One missing bit is whether this is technically one product (like one codebase, even if large) or not.
If those are completely separate products then using Scrum I'd go in very short sprints (1-2 wks) and sequence development work. So two weeks project A, then project B, then C, then again A - maybe for two sprints, then C etc. In such a situation a single backlog makes no sense, separate backlogs should be kept for A, B and C. I know at least one team that works like this.
Whether you need more POs is rather a function of knowledge about products. Maybe you need someone for each project, maybe you have someone who knows well enough A, B and C to be the PO.
If different products then when you try to do it by taking different stories from different backlogs every sprint what you will end up with is split team. Naturally people will specialize in given project, also it will be very hard to have a good definition of done (are we done if we can ship new increments for A and B but not C this sprint?). If you can't sequence projects with short sprints, then I would look towards Kanban for trying to put some organization into this.
If this is one product/one codebase - then things are much easier. Even if the team will have to touch different areas of the codebase because of different projects they will be still working on the same products so all mechanics of Scrum will apply nicely. One backlog, one PO.

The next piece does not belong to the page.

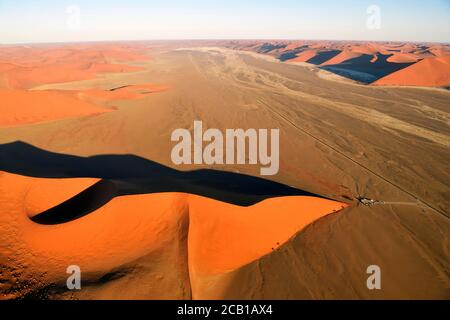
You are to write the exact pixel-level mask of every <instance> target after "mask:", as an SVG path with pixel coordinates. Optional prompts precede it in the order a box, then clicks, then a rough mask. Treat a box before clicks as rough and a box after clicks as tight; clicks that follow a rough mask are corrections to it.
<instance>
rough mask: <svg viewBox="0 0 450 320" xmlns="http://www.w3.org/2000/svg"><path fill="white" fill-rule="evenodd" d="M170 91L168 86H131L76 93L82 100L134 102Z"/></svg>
mask: <svg viewBox="0 0 450 320" xmlns="http://www.w3.org/2000/svg"><path fill="white" fill-rule="evenodd" d="M167 89H168V87H167V86H163V85H156V84H141V85H129V86H125V87H120V88H115V89H111V90H97V89H91V90H83V91H76V92H77V94H78V96H79V97H80V98H86V97H87V98H94V99H100V100H107V101H109V100H133V99H140V98H144V97H145V96H147V95H149V94H152V93H157V92H163V91H166V90H167Z"/></svg>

One downside of this to be noted is that people on the team will context-switch and there is a penalty from doing this no matter what process you use. Whatever process you pick should try to minimize this as long as possible (as long as business will be able to hold). Nice thing about Scrum is that it has this built in agreement with the PO that context switches can occur only at sprints border - in other words team will get 1-2 wks to concentrate before having to switch to another project.
Also, don't forget about all technical practices of agile. Unit tests. Automatic builds & tests. Code reviews. Clever use of repos. High standards re. quality. All those are a must in such a challenging environment.